Open SuperQ opened 8 years ago
@SuperQ thank you -- can you please elaborate? I'm actually not familiar with promotheus. What would be the benefits to gh-ost
directly reporting from the app?
Actually, I'm having this exact same discussion on orchestrator
. It supports graphite
, but will now need to support datadog
. And then maybe something else. I'm wondering whether the tool should explicitly support these, or maybe it should export metrics such that external monitoring tools read them.
Any time the internal state of the app is updated, for example starting, pausing, errors, copy progress, update counters and the Prometheus library allows these to be polled from the outside.
Then things can be graphed and displayed, or alerts written to discover stalled gh-ost
jobs.
The Prometheus output format is very generic and can be used to feed other systems.
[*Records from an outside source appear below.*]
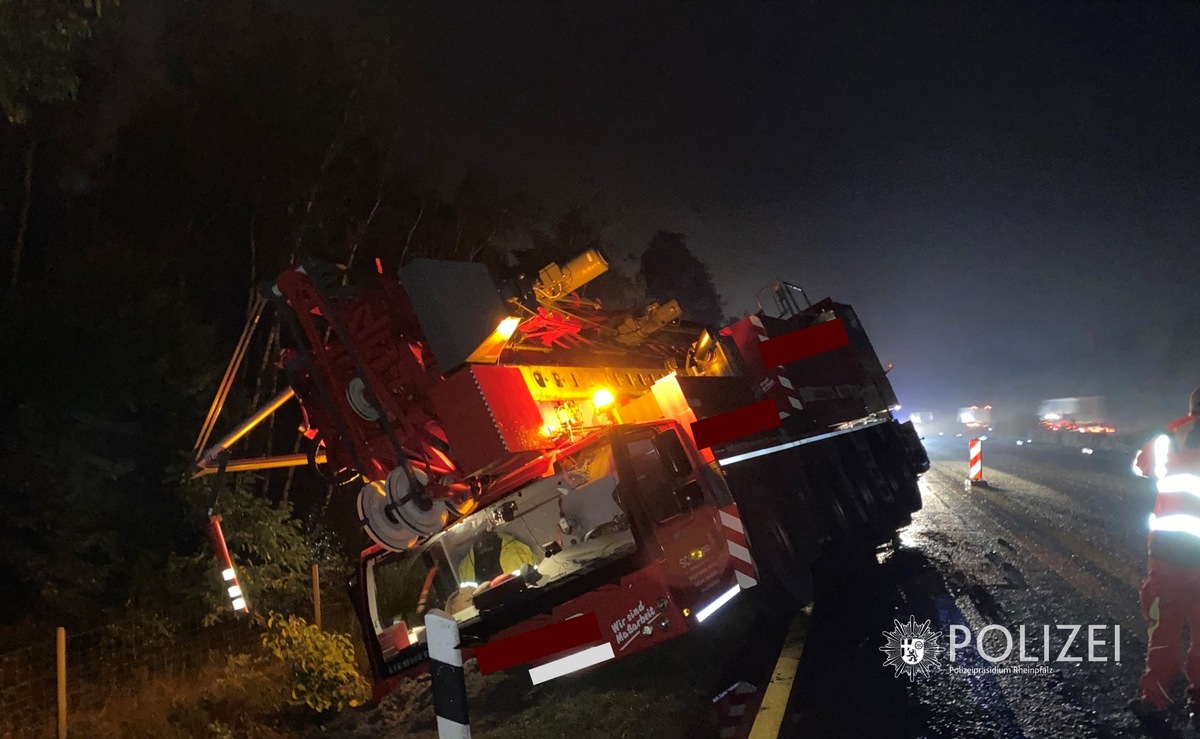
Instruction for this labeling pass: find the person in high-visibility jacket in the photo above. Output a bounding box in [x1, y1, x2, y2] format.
[458, 531, 538, 583]
[1130, 387, 1200, 726]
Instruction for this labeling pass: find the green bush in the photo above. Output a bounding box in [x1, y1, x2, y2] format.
[255, 612, 368, 713]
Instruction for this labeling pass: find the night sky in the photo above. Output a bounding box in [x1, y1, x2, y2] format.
[384, 2, 1200, 422]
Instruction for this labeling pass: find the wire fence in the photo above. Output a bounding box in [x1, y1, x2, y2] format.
[0, 599, 304, 739]
[0, 613, 259, 739]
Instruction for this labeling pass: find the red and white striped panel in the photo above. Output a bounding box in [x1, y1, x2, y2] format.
[750, 316, 804, 419]
[720, 503, 758, 590]
[968, 439, 983, 480]
[716, 683, 762, 739]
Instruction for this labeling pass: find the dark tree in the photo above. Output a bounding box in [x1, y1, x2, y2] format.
[641, 232, 725, 325]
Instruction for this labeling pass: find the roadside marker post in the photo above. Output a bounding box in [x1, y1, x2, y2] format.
[54, 626, 67, 739]
[966, 439, 988, 487]
[425, 608, 470, 739]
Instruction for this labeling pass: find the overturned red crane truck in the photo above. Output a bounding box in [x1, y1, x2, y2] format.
[193, 251, 929, 695]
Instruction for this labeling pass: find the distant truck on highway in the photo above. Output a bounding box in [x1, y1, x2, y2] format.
[1038, 396, 1117, 434]
[959, 405, 991, 433]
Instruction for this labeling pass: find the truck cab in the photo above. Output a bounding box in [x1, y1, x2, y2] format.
[354, 421, 748, 693]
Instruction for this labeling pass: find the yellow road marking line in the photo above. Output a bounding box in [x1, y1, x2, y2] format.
[750, 608, 811, 739]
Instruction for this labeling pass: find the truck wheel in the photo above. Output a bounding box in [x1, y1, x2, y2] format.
[751, 518, 814, 608]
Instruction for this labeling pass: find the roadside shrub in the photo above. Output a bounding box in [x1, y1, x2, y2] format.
[255, 612, 368, 713]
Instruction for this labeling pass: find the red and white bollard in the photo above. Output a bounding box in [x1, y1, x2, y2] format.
[967, 439, 988, 487]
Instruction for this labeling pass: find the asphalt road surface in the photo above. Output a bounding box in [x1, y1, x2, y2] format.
[782, 439, 1171, 738]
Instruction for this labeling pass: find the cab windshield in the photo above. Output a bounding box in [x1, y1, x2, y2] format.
[367, 443, 636, 659]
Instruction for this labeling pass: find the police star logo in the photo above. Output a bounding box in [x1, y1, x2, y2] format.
[880, 615, 946, 683]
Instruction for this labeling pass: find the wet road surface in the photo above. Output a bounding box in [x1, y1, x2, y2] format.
[781, 439, 1180, 738]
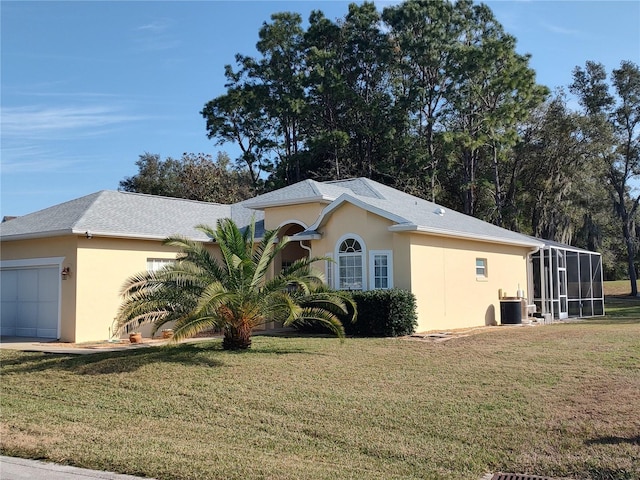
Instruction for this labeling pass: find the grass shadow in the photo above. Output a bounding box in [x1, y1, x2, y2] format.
[584, 435, 640, 446]
[2, 337, 324, 375]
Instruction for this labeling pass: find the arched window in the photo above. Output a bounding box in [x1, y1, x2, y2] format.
[337, 236, 365, 290]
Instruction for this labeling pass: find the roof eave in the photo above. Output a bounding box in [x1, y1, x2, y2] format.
[242, 195, 335, 210]
[289, 232, 322, 242]
[389, 224, 544, 249]
[0, 229, 75, 242]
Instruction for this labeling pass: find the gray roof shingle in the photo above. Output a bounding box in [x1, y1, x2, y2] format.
[0, 178, 542, 247]
[0, 190, 264, 240]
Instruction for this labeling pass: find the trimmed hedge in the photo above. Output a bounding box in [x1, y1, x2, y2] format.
[342, 289, 418, 337]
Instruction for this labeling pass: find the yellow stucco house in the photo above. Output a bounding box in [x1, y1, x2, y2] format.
[0, 178, 602, 342]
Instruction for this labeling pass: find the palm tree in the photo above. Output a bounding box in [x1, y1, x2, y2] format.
[117, 219, 356, 350]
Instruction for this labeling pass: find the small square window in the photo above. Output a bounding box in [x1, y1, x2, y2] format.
[147, 258, 176, 272]
[476, 258, 488, 278]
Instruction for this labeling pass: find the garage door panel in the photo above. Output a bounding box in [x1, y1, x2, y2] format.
[0, 302, 18, 337]
[0, 270, 18, 302]
[0, 266, 60, 338]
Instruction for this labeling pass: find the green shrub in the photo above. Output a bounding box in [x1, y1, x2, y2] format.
[342, 289, 418, 337]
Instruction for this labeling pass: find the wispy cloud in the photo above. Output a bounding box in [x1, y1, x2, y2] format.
[0, 104, 144, 139]
[136, 20, 168, 32]
[542, 23, 582, 36]
[133, 19, 181, 53]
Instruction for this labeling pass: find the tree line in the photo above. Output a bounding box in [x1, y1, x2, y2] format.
[121, 0, 640, 288]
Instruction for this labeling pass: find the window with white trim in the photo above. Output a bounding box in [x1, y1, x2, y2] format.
[369, 250, 393, 290]
[324, 253, 335, 288]
[147, 258, 175, 272]
[338, 237, 365, 290]
[476, 258, 489, 278]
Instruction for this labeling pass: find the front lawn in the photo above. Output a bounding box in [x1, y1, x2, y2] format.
[0, 315, 640, 480]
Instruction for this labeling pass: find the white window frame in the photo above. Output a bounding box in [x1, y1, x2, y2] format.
[476, 257, 489, 280]
[334, 233, 367, 291]
[324, 253, 336, 288]
[369, 250, 393, 290]
[147, 257, 176, 272]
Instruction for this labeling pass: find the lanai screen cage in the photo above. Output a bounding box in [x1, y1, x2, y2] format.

It's not done yet, but we're working on splitting the prometheus library into the counter parts and exposition parts in order to make this easier. (Our golang counter code is very well optimized)
Any time the internal state of the app is updated, for example starting, pausing, errors, copy progress, update counters and the Prometheus library allows these to be polled from the outside.
To clarify, gh-ost
would need to proactively tell promotheus about any state change, much like it would write to graphite
. The "polled from the outside" is unrelated to gh-ost
. Is that correct?
No, Prometheus is a polling-type metrics collector (think SNMP, but way better). gh-ost
simply keeps track of the counters and Prometheus polls it. I'll look over the current code and see what needs to be done.
Recently implemented in orchestrator
, I'd use go-metrics/exp
to export in expvar
-like format via /debug/metrics
expvar
is not prometheus compatible. :-/
It would be good to integrate Prometheus client library for monitoring of long-running jobs.